The sec­ond point is the most impor­tant in this con­text. If I were in this ridicu­lous sit­u­a­tion, and if there was some spe­cial rea­son I could save either the embryos or the child in the fire, I’ll save the child in the fire. I say it frankly. I am not afraid of the answer.

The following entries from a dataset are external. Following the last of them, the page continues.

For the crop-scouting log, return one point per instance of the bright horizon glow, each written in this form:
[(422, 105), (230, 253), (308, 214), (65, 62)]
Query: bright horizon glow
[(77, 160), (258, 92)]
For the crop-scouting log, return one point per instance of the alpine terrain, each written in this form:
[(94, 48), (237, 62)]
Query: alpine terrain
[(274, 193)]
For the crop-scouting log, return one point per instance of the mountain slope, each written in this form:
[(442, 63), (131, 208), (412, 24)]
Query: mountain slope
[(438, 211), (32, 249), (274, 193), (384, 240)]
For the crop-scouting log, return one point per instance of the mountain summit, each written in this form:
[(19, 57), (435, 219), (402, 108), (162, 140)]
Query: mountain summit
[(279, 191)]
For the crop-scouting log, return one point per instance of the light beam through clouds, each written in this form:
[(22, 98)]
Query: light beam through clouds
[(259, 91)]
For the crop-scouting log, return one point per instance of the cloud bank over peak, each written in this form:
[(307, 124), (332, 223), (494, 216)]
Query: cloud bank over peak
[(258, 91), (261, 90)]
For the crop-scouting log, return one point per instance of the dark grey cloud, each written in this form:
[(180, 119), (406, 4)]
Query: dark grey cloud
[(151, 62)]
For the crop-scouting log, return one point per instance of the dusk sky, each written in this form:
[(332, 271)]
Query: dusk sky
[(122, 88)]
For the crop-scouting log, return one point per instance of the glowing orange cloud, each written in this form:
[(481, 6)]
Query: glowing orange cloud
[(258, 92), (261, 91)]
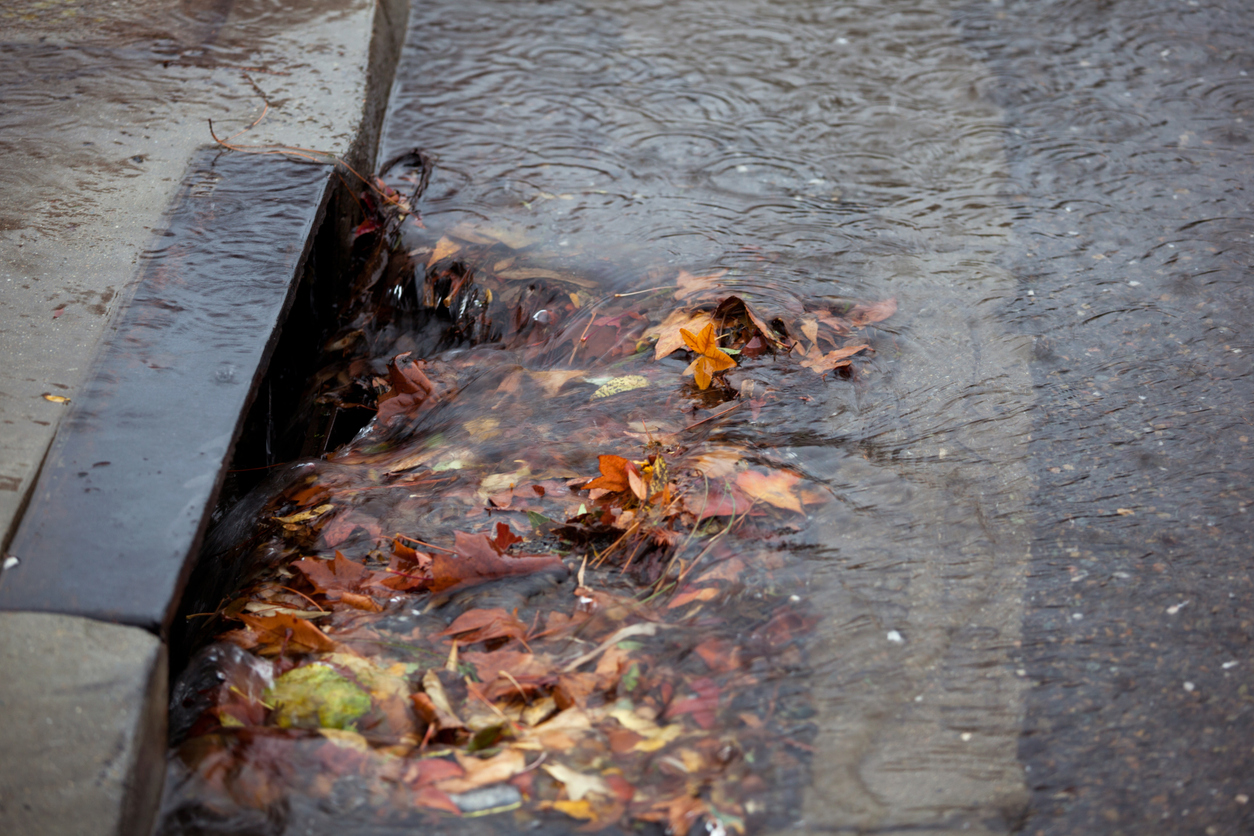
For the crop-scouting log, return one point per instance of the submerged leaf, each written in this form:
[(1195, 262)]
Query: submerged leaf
[(710, 357), (316, 697)]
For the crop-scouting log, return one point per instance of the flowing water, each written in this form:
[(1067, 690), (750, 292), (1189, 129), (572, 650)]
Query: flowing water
[(820, 154)]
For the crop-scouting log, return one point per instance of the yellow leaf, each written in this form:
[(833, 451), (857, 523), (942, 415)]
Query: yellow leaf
[(576, 809), (775, 489), (710, 360), (304, 517), (623, 384), (444, 247)]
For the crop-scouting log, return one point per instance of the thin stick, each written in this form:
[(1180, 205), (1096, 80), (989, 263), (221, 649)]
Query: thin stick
[(306, 598), (414, 539), (583, 336)]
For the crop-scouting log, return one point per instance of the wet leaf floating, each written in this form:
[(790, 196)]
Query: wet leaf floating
[(544, 575), (710, 360)]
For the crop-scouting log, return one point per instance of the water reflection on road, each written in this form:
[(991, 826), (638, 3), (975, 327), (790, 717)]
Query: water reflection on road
[(853, 144)]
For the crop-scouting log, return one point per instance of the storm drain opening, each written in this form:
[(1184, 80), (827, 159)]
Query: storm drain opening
[(522, 545)]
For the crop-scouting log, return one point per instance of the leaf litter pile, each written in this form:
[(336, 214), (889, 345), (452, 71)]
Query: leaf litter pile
[(549, 580)]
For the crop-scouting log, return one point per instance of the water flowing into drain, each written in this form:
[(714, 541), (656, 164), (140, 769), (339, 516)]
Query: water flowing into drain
[(850, 639)]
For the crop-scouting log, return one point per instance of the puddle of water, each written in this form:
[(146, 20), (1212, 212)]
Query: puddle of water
[(1129, 129), (818, 154)]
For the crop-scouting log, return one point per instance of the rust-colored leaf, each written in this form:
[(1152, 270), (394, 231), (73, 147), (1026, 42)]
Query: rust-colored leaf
[(669, 337), (444, 247), (484, 624), (774, 488), (820, 362), (710, 357), (613, 474), (289, 631), (477, 560)]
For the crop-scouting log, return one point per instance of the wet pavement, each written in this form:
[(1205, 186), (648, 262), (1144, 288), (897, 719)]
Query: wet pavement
[(1129, 139), (1035, 584), (103, 107), (104, 330)]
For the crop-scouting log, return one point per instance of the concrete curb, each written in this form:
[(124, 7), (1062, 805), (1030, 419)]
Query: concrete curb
[(123, 496)]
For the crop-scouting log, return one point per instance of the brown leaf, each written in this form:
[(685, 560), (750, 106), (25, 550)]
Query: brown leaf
[(669, 337), (613, 474), (774, 488), (477, 562), (710, 357), (289, 631), (485, 624), (701, 706), (342, 579), (444, 247), (485, 771), (734, 307), (820, 362), (875, 312)]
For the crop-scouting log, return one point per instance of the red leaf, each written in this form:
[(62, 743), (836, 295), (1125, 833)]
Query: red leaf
[(477, 560), (504, 538), (702, 706), (613, 474), (485, 624)]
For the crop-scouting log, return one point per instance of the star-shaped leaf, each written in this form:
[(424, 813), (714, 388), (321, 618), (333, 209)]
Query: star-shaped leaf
[(710, 357)]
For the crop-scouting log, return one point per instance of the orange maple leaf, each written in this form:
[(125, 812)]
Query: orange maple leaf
[(710, 357), (774, 488)]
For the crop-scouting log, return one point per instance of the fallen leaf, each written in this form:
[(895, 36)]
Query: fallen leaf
[(289, 631), (552, 381), (485, 624), (482, 772), (669, 337), (613, 474), (701, 706), (774, 488), (477, 560), (735, 307), (342, 579), (316, 696), (867, 313), (820, 362), (710, 357), (620, 385), (581, 810), (444, 247), (577, 783), (304, 517)]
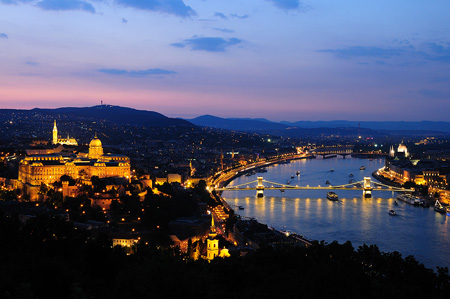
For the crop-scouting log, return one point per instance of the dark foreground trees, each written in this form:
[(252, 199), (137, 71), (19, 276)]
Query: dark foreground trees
[(47, 258)]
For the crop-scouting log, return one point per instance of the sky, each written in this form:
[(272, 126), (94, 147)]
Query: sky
[(283, 60)]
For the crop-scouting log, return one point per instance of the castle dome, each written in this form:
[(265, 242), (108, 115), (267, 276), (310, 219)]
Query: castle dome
[(402, 148), (95, 142)]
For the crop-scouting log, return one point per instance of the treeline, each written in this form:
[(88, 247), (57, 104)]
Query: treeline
[(47, 258)]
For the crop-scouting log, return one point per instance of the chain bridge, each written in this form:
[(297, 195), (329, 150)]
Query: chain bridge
[(366, 186)]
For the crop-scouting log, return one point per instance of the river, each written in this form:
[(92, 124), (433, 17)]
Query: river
[(416, 231)]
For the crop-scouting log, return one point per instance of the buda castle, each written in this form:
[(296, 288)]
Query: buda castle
[(48, 168)]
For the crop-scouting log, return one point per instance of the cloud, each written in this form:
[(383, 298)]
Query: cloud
[(233, 15), (224, 30), (63, 5), (15, 2), (210, 44), (286, 4), (221, 15), (434, 94), (428, 52), (175, 7), (360, 51), (138, 73)]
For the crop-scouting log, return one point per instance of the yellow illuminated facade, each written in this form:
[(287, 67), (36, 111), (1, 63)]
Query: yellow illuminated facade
[(37, 169), (212, 244)]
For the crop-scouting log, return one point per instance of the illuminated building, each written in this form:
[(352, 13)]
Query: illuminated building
[(212, 243), (65, 141), (35, 170)]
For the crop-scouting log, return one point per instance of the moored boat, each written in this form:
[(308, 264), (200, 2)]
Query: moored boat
[(439, 208), (332, 196), (409, 199)]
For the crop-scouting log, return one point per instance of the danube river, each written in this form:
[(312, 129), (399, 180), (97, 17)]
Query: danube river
[(417, 231)]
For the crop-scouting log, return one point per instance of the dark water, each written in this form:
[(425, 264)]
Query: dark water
[(416, 231)]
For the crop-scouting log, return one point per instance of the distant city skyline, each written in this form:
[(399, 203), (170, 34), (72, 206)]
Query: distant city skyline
[(283, 60)]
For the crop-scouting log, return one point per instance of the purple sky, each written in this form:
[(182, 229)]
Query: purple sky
[(278, 59)]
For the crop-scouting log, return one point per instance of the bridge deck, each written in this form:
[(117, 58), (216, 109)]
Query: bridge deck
[(313, 188)]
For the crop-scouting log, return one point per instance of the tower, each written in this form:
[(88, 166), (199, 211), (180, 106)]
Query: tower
[(55, 133), (212, 244), (95, 148)]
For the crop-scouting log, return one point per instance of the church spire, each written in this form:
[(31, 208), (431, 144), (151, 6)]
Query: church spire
[(213, 232), (55, 133)]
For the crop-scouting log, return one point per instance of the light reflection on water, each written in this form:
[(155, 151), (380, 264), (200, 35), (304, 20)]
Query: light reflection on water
[(415, 231)]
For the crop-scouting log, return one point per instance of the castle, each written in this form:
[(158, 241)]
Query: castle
[(35, 170)]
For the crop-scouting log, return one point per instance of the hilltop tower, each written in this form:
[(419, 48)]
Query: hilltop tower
[(95, 148), (212, 243), (55, 133)]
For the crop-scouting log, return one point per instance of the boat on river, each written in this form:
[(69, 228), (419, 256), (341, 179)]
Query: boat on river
[(332, 196), (439, 208), (409, 199)]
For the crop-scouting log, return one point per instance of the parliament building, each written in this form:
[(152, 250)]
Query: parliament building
[(48, 168)]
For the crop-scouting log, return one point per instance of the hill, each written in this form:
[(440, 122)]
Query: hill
[(237, 124), (117, 114)]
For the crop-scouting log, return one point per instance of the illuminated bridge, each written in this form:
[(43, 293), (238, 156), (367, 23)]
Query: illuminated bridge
[(366, 186), (333, 150)]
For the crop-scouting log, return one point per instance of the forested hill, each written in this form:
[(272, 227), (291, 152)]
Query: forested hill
[(117, 114), (47, 258)]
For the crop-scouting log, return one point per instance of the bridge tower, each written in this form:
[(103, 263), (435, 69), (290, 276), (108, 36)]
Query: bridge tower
[(260, 187), (367, 192)]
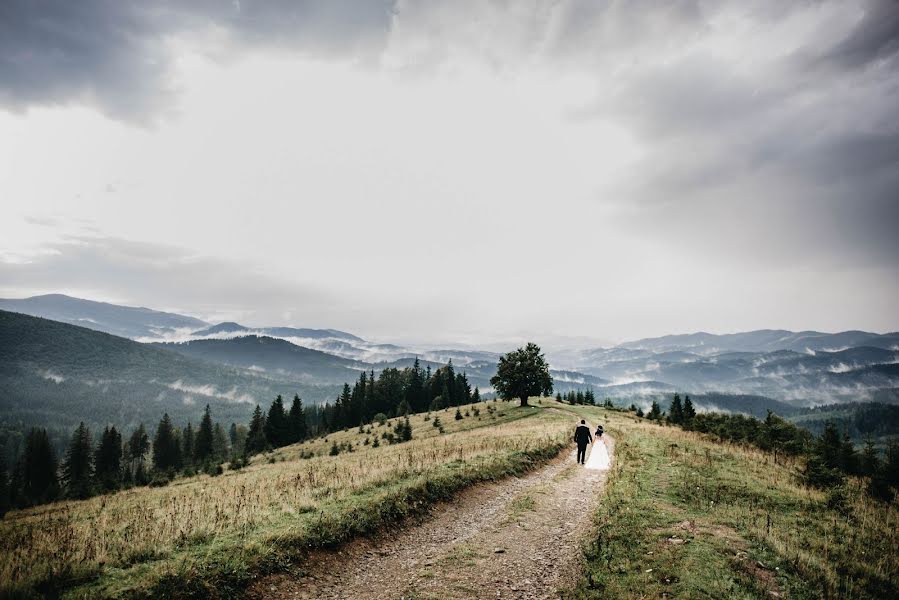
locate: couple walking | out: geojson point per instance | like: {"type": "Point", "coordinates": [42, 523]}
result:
{"type": "Point", "coordinates": [599, 457]}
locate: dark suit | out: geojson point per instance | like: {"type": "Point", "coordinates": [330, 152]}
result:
{"type": "Point", "coordinates": [582, 437]}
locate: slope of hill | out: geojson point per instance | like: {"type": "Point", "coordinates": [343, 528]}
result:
{"type": "Point", "coordinates": [55, 374]}
{"type": "Point", "coordinates": [765, 340]}
{"type": "Point", "coordinates": [271, 355]}
{"type": "Point", "coordinates": [124, 321]}
{"type": "Point", "coordinates": [680, 515]}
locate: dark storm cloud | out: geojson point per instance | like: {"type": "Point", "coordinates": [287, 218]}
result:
{"type": "Point", "coordinates": [791, 161]}
{"type": "Point", "coordinates": [157, 275]}
{"type": "Point", "coordinates": [111, 53]}
{"type": "Point", "coordinates": [875, 37]}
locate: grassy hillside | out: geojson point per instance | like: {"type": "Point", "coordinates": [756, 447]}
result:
{"type": "Point", "coordinates": [205, 536]}
{"type": "Point", "coordinates": [681, 515]}
{"type": "Point", "coordinates": [53, 375]}
{"type": "Point", "coordinates": [684, 516]}
{"type": "Point", "coordinates": [273, 355]}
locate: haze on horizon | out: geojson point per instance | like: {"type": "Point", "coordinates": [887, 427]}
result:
{"type": "Point", "coordinates": [457, 171]}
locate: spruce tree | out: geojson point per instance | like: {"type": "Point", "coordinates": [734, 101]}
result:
{"type": "Point", "coordinates": [138, 446]}
{"type": "Point", "coordinates": [166, 446]}
{"type": "Point", "coordinates": [108, 460]}
{"type": "Point", "coordinates": [297, 418]}
{"type": "Point", "coordinates": [36, 478]}
{"type": "Point", "coordinates": [689, 411]}
{"type": "Point", "coordinates": [277, 427]}
{"type": "Point", "coordinates": [849, 461]}
{"type": "Point", "coordinates": [77, 471]}
{"type": "Point", "coordinates": [188, 444]}
{"type": "Point", "coordinates": [256, 441]}
{"type": "Point", "coordinates": [203, 442]}
{"type": "Point", "coordinates": [676, 412]}
{"type": "Point", "coordinates": [870, 459]}
{"type": "Point", "coordinates": [5, 492]}
{"type": "Point", "coordinates": [219, 444]}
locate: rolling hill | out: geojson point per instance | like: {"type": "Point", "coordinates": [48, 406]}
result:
{"type": "Point", "coordinates": [124, 321]}
{"type": "Point", "coordinates": [55, 374]}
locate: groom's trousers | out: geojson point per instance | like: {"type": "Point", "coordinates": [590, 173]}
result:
{"type": "Point", "coordinates": [581, 453]}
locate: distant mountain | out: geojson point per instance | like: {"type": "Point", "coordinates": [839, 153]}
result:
{"type": "Point", "coordinates": [56, 374]}
{"type": "Point", "coordinates": [272, 355]}
{"type": "Point", "coordinates": [283, 332]}
{"type": "Point", "coordinates": [124, 321]}
{"type": "Point", "coordinates": [765, 340]}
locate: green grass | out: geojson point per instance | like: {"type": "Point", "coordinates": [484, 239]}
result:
{"type": "Point", "coordinates": [210, 537]}
{"type": "Point", "coordinates": [683, 516]}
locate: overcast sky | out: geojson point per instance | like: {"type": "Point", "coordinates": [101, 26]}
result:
{"type": "Point", "coordinates": [457, 171]}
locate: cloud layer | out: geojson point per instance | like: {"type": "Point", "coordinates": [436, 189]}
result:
{"type": "Point", "coordinates": [737, 152]}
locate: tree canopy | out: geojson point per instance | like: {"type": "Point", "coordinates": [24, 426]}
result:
{"type": "Point", "coordinates": [522, 373]}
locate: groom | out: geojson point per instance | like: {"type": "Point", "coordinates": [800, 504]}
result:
{"type": "Point", "coordinates": [582, 437]}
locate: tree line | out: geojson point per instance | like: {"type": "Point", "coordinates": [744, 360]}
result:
{"type": "Point", "coordinates": [395, 392]}
{"type": "Point", "coordinates": [113, 462]}
{"type": "Point", "coordinates": [830, 457]}
{"type": "Point", "coordinates": [110, 463]}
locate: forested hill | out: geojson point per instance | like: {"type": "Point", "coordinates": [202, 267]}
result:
{"type": "Point", "coordinates": [54, 375]}
{"type": "Point", "coordinates": [271, 354]}
{"type": "Point", "coordinates": [126, 321]}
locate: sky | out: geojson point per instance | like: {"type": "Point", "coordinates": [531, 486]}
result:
{"type": "Point", "coordinates": [463, 171]}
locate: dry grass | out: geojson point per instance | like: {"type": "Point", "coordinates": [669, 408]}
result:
{"type": "Point", "coordinates": [120, 542]}
{"type": "Point", "coordinates": [685, 516]}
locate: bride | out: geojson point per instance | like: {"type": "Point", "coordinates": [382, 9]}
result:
{"type": "Point", "coordinates": [599, 454]}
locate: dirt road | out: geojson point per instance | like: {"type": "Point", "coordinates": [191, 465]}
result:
{"type": "Point", "coordinates": [518, 538]}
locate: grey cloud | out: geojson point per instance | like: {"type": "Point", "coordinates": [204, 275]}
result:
{"type": "Point", "coordinates": [160, 275]}
{"type": "Point", "coordinates": [875, 37]}
{"type": "Point", "coordinates": [112, 54]}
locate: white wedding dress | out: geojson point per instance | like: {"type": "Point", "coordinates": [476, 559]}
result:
{"type": "Point", "coordinates": [599, 456]}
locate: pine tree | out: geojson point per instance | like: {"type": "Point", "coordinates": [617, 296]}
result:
{"type": "Point", "coordinates": [188, 444]}
{"type": "Point", "coordinates": [256, 440]}
{"type": "Point", "coordinates": [849, 461]}
{"type": "Point", "coordinates": [676, 412]}
{"type": "Point", "coordinates": [5, 495]}
{"type": "Point", "coordinates": [822, 468]}
{"type": "Point", "coordinates": [166, 446]}
{"type": "Point", "coordinates": [36, 479]}
{"type": "Point", "coordinates": [870, 459]}
{"type": "Point", "coordinates": [138, 446]}
{"type": "Point", "coordinates": [203, 441]}
{"type": "Point", "coordinates": [297, 418]}
{"type": "Point", "coordinates": [77, 470]}
{"type": "Point", "coordinates": [277, 427]}
{"type": "Point", "coordinates": [108, 460]}
{"type": "Point", "coordinates": [689, 412]}
{"type": "Point", "coordinates": [219, 444]}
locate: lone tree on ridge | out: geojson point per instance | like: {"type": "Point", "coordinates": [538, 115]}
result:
{"type": "Point", "coordinates": [522, 373]}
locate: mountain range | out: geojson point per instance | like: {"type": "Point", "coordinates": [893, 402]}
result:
{"type": "Point", "coordinates": [175, 360]}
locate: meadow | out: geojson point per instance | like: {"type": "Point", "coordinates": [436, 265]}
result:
{"type": "Point", "coordinates": [687, 516]}
{"type": "Point", "coordinates": [682, 514]}
{"type": "Point", "coordinates": [209, 536]}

And I will tell you why. (Well, one rea­son is that, if you remove the embryos from what­ev­er sit­u­a­tion they are being stored in, they are going to die any­way, so short of stop­ping the fire, you don’t have the choice to save them in the first place. This is the stu­pid­ness of Mr. Tom­lin­son’s ques­tion. But let’s put that to the side.) I will do so because the child in the fire looks human to me; the embryos don’t. It looks to be in suf­fer­ing; the embryos don’t. My choice would be based entire­ly on my emo­tion­al reac­tion to the sit­u­a­tion I was in.

And there­in lies Mr. Tom­lin­son’s error. He thinks he can derive a con­clu­sion about objec­tive real­i­ty based on peo­ple’s sub­jec­tive, emo­tion­al re­sponse in a hypo­thet­i­cal sit­u­a­tion of per­il in which they are forced to make Sophie’s choice. Sophie did­n’t love her one child more than the oth­er. Her one child that she res­cued did not have any more val­ue than the oth­er child that she gave up to the Nazis.

Nor do the embryos have any less val­ue than the child in the fire. One life or the oth­er does not have less val­ue some­how because I am up against human lim­its and have to make some choice. Play­ing Sophie’s choice about it does­n’t real­ly reveal any­thing oth­er than that you like to devise cliché trap ques­tions. This is the kind of subject—do the born have more val­ue or equal val­ue than the unborn—that requires some sophisti­cated the­o­log­i­cal and philo­sophical argu­ment, not too-clever-by-half par­lor games that impress only Raw Sto­ry and the kind of peo­ple who fre­quent Twit­ter.